From ANIMAL PEOPLE,  October 2011:

 

VIENNA-Helmut Dungler,  chief executive of the Austrian-headquartered international animal welfare charity Vier Pfoten (Four Paws),  on September 26,  2011 announced that Vier Pfoten is soon to open a U.S. office in Boston,  under Wim De Kok. De Kok in 1982 cofounded the Dutch antifur society Bont Voor Dieren (Fur is for Animals) as the Anti-Bont Comite.  It took the present name in 1988.

 

Relocating to Boston to work for the World Society for the Protection of Animals,  De Kok founded and directed a global campaign to halt dancing bear acts and place dancing bears in sanctuaries. Vier Pfoten,  the Australian charity Free The Bears,  and the Indian charity Wildlife SOS,  among others,  now operate bear sanctuaries whose organizational impetus came in part from De Kok’s campaign under WSPA auspices.  WSPA continues to operate a sanctuary for bears rescued from use in bear-baiting spectacles in Pakistan.  The first WSPA Pakistan sanctuary flooded in 2010,  killing 20 bears.  Three survivors are now housed at a new location.

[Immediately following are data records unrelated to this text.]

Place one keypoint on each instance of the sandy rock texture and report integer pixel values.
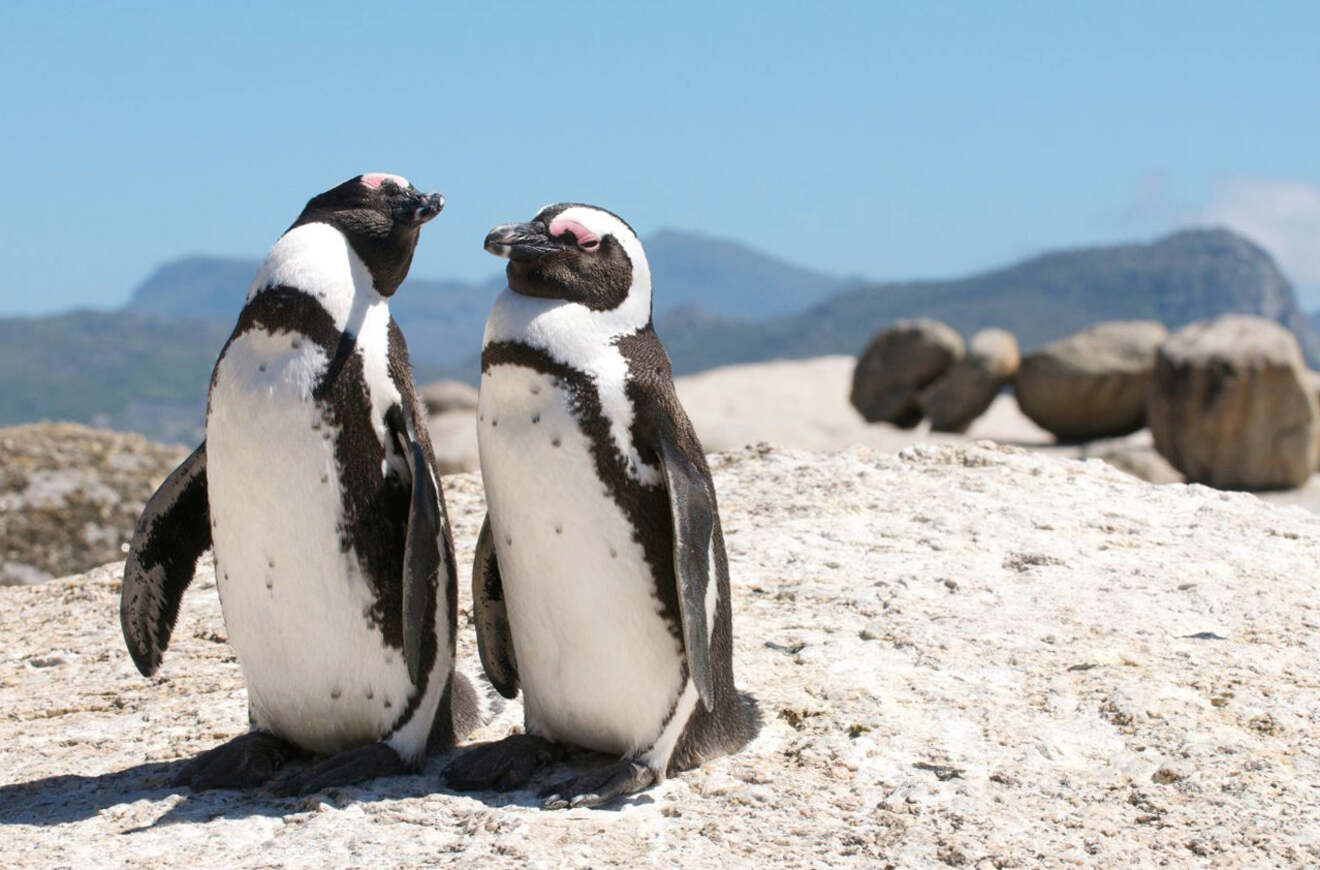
(70, 495)
(965, 655)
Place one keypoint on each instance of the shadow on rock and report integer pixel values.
(70, 798)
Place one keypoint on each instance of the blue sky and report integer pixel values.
(885, 140)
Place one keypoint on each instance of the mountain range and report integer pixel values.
(145, 367)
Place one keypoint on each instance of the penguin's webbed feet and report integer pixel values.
(598, 787)
(502, 766)
(345, 769)
(243, 762)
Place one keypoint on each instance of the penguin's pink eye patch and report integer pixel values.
(582, 236)
(375, 178)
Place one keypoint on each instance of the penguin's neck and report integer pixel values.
(317, 259)
(570, 333)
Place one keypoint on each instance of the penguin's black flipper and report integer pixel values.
(692, 508)
(425, 548)
(494, 636)
(172, 534)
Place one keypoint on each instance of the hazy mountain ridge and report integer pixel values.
(145, 368)
(444, 318)
(1182, 277)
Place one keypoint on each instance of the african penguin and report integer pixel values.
(316, 486)
(599, 586)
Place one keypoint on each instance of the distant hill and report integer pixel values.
(112, 368)
(145, 368)
(444, 320)
(1186, 276)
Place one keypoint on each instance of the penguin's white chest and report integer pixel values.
(296, 605)
(598, 664)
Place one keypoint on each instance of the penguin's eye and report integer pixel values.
(574, 233)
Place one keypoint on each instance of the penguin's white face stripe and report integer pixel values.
(318, 260)
(584, 338)
(376, 178)
(582, 236)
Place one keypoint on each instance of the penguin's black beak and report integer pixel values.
(432, 203)
(520, 242)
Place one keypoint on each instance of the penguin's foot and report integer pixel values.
(599, 786)
(502, 766)
(345, 769)
(242, 763)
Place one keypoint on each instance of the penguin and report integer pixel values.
(599, 584)
(317, 489)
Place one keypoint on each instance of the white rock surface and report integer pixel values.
(965, 655)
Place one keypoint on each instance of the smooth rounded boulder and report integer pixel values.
(972, 382)
(1232, 405)
(1093, 383)
(898, 365)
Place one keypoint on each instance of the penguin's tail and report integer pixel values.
(473, 704)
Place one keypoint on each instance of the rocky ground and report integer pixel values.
(965, 656)
(70, 495)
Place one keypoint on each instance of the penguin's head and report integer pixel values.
(578, 254)
(380, 215)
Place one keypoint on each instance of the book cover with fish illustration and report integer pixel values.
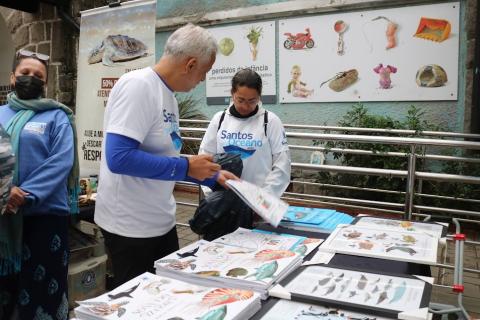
(366, 241)
(242, 259)
(433, 228)
(381, 294)
(150, 296)
(268, 206)
(280, 309)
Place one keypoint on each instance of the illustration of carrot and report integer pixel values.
(253, 36)
(390, 32)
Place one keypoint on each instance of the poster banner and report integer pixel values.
(399, 54)
(113, 41)
(242, 46)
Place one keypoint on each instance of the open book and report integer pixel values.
(266, 205)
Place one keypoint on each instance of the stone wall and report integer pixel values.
(45, 32)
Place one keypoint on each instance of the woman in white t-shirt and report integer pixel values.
(256, 134)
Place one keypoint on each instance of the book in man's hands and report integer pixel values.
(266, 205)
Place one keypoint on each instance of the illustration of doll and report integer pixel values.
(296, 87)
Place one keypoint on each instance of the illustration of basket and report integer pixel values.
(436, 30)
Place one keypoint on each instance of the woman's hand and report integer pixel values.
(223, 176)
(16, 199)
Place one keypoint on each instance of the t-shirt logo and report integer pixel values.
(35, 127)
(170, 119)
(240, 143)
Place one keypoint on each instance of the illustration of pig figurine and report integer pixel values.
(384, 72)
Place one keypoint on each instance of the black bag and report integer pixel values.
(222, 211)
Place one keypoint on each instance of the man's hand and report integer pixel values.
(223, 176)
(202, 167)
(16, 199)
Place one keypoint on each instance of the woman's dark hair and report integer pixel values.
(247, 78)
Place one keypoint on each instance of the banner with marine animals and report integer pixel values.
(113, 41)
(399, 54)
(150, 297)
(242, 46)
(381, 294)
(384, 243)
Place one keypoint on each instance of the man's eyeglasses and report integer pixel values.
(26, 53)
(250, 102)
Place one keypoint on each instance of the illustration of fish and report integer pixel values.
(408, 250)
(381, 236)
(409, 239)
(389, 285)
(399, 292)
(224, 296)
(244, 153)
(339, 278)
(382, 297)
(366, 244)
(269, 254)
(216, 314)
(301, 250)
(362, 283)
(190, 253)
(266, 270)
(367, 297)
(105, 309)
(154, 287)
(209, 273)
(310, 240)
(323, 281)
(330, 289)
(345, 284)
(300, 215)
(236, 272)
(124, 294)
(352, 234)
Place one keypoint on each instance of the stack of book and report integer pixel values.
(149, 296)
(244, 259)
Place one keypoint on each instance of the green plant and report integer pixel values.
(188, 109)
(358, 116)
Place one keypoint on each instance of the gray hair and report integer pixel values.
(191, 41)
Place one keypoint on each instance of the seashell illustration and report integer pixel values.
(236, 272)
(209, 273)
(223, 296)
(352, 234)
(266, 270)
(430, 75)
(216, 314)
(367, 245)
(269, 254)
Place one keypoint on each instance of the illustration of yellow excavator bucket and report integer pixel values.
(433, 29)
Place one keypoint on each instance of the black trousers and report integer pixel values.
(131, 257)
(39, 291)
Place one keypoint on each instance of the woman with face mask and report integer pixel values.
(34, 228)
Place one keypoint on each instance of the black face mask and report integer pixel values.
(28, 87)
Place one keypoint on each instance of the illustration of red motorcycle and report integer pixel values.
(299, 41)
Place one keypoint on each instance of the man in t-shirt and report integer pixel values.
(135, 206)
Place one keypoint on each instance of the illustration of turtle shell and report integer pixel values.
(269, 254)
(431, 75)
(224, 296)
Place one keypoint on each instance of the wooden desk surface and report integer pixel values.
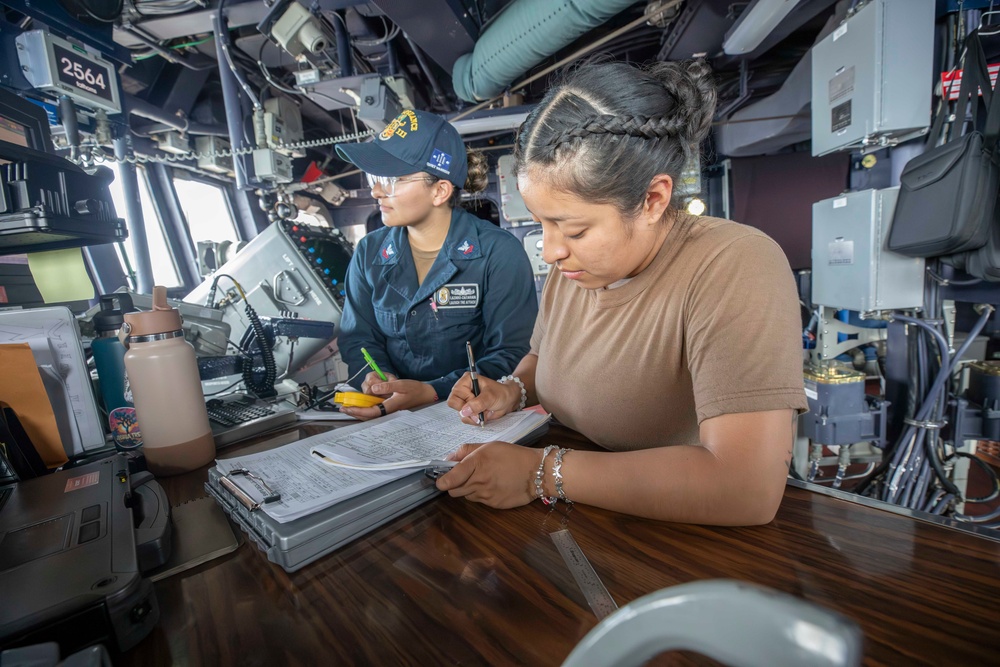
(455, 582)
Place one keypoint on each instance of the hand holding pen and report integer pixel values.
(475, 379)
(372, 364)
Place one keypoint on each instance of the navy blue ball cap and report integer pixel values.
(414, 141)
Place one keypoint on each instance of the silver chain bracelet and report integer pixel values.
(557, 474)
(540, 476)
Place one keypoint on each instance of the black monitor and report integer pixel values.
(47, 202)
(23, 123)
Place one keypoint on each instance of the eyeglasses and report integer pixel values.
(388, 183)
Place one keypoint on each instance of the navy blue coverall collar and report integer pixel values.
(460, 245)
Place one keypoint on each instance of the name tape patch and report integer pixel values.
(457, 295)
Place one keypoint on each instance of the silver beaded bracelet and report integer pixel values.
(524, 392)
(540, 475)
(557, 474)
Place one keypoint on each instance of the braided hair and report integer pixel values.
(609, 128)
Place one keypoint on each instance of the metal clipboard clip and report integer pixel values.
(270, 496)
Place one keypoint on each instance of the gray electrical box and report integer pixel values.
(851, 267)
(533, 246)
(511, 204)
(871, 77)
(270, 165)
(209, 149)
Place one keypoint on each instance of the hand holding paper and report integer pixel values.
(420, 439)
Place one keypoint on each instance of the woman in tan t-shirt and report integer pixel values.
(671, 340)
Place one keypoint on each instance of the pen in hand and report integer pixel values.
(475, 379)
(374, 366)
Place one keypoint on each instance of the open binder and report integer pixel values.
(352, 504)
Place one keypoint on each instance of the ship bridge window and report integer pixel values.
(206, 211)
(164, 269)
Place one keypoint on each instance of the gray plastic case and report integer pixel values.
(297, 543)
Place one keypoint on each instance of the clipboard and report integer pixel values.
(296, 543)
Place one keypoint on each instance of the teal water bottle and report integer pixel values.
(109, 358)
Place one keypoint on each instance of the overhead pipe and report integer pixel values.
(231, 98)
(525, 34)
(141, 107)
(343, 47)
(439, 94)
(133, 216)
(166, 53)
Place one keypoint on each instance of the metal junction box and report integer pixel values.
(851, 267)
(871, 77)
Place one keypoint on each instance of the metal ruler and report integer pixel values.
(597, 595)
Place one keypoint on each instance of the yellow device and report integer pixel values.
(354, 399)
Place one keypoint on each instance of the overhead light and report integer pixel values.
(756, 22)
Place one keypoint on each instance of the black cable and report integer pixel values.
(265, 387)
(987, 469)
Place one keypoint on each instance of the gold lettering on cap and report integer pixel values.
(398, 125)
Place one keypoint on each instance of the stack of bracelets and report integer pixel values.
(556, 476)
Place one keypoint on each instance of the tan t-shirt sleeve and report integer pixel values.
(743, 331)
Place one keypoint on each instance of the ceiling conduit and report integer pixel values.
(525, 34)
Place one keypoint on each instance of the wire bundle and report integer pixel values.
(913, 473)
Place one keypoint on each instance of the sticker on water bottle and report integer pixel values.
(125, 428)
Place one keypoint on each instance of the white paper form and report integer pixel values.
(54, 339)
(418, 439)
(306, 485)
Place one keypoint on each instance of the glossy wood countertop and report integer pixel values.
(454, 582)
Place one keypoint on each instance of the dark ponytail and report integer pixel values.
(609, 128)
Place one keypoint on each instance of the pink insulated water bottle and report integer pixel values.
(169, 403)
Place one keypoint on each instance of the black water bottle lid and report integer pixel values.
(109, 318)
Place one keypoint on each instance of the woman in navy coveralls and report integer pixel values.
(435, 276)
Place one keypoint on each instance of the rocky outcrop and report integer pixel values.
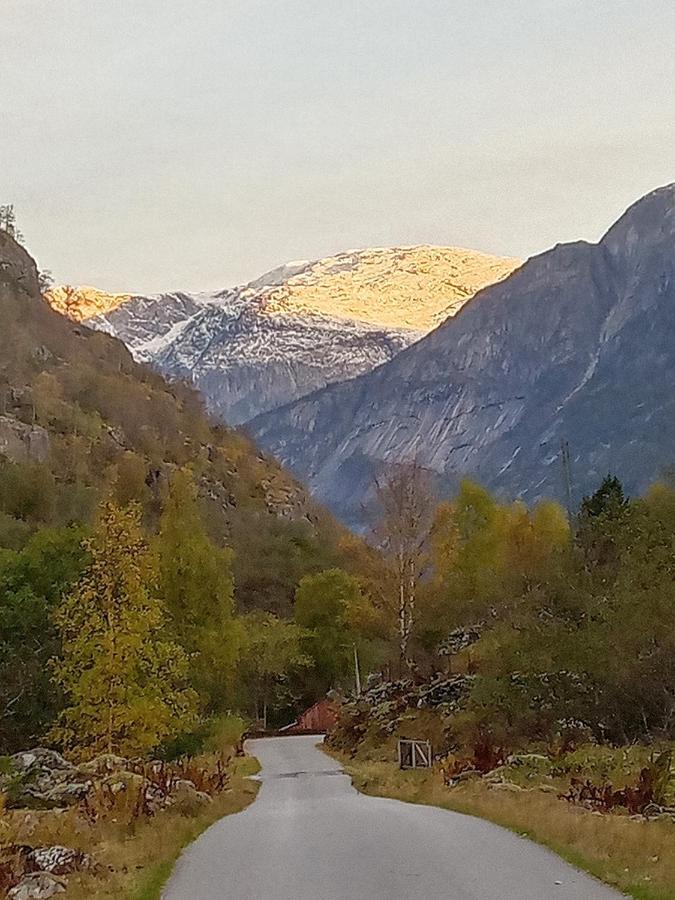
(575, 348)
(81, 303)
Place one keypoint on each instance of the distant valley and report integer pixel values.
(575, 349)
(300, 327)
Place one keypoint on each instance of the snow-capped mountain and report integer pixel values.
(300, 327)
(574, 350)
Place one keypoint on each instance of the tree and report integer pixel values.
(32, 582)
(324, 605)
(8, 222)
(196, 584)
(407, 507)
(602, 520)
(272, 651)
(124, 684)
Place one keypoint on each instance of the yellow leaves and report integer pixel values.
(124, 685)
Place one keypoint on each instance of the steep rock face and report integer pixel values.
(59, 379)
(301, 326)
(146, 324)
(577, 345)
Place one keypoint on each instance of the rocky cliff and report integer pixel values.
(576, 346)
(297, 328)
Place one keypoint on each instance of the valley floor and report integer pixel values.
(630, 853)
(311, 836)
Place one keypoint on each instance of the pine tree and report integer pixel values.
(197, 587)
(124, 684)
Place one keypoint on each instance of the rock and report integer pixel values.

De Kok,  after leaving WSPA,  cofounded World Animal Net,  a online global directory of animal charities and animal help agencies, based in part on the ANIMAL PEOPLE institutional mailing list.  World Animal Net also does research and training in support of international animal charities.

Vier Pfoten,  founded by Dungler and three friends in 1988, now has more than 220 employees at offices and other facilities in Belgium,  Bulgaria,  Germany,  Hungary,  the Netherlands,  Rom-ania, South Africa,  Switzerland,  and the United Kingdom.  Among the largest Vier Pfoten programs are mobile dog-and-cat sterilization clinics working in many of the former Communist nations of eastern Europe;  the Belitza bear sanctuary in Bulgaria,  opened in 2006; and the Lionsrock big cat sanctuary in South Africa,  opened in 2007.

Another Vier Pfoten cofounder,  Egyptian veterinarian Amir Khalil,  in early September 2011 led the first international relief mission to the Tripoli Zoo after the fall of former Libyan dictator Muammar Gaddafi.  Khalil made a follow-up visit in early October.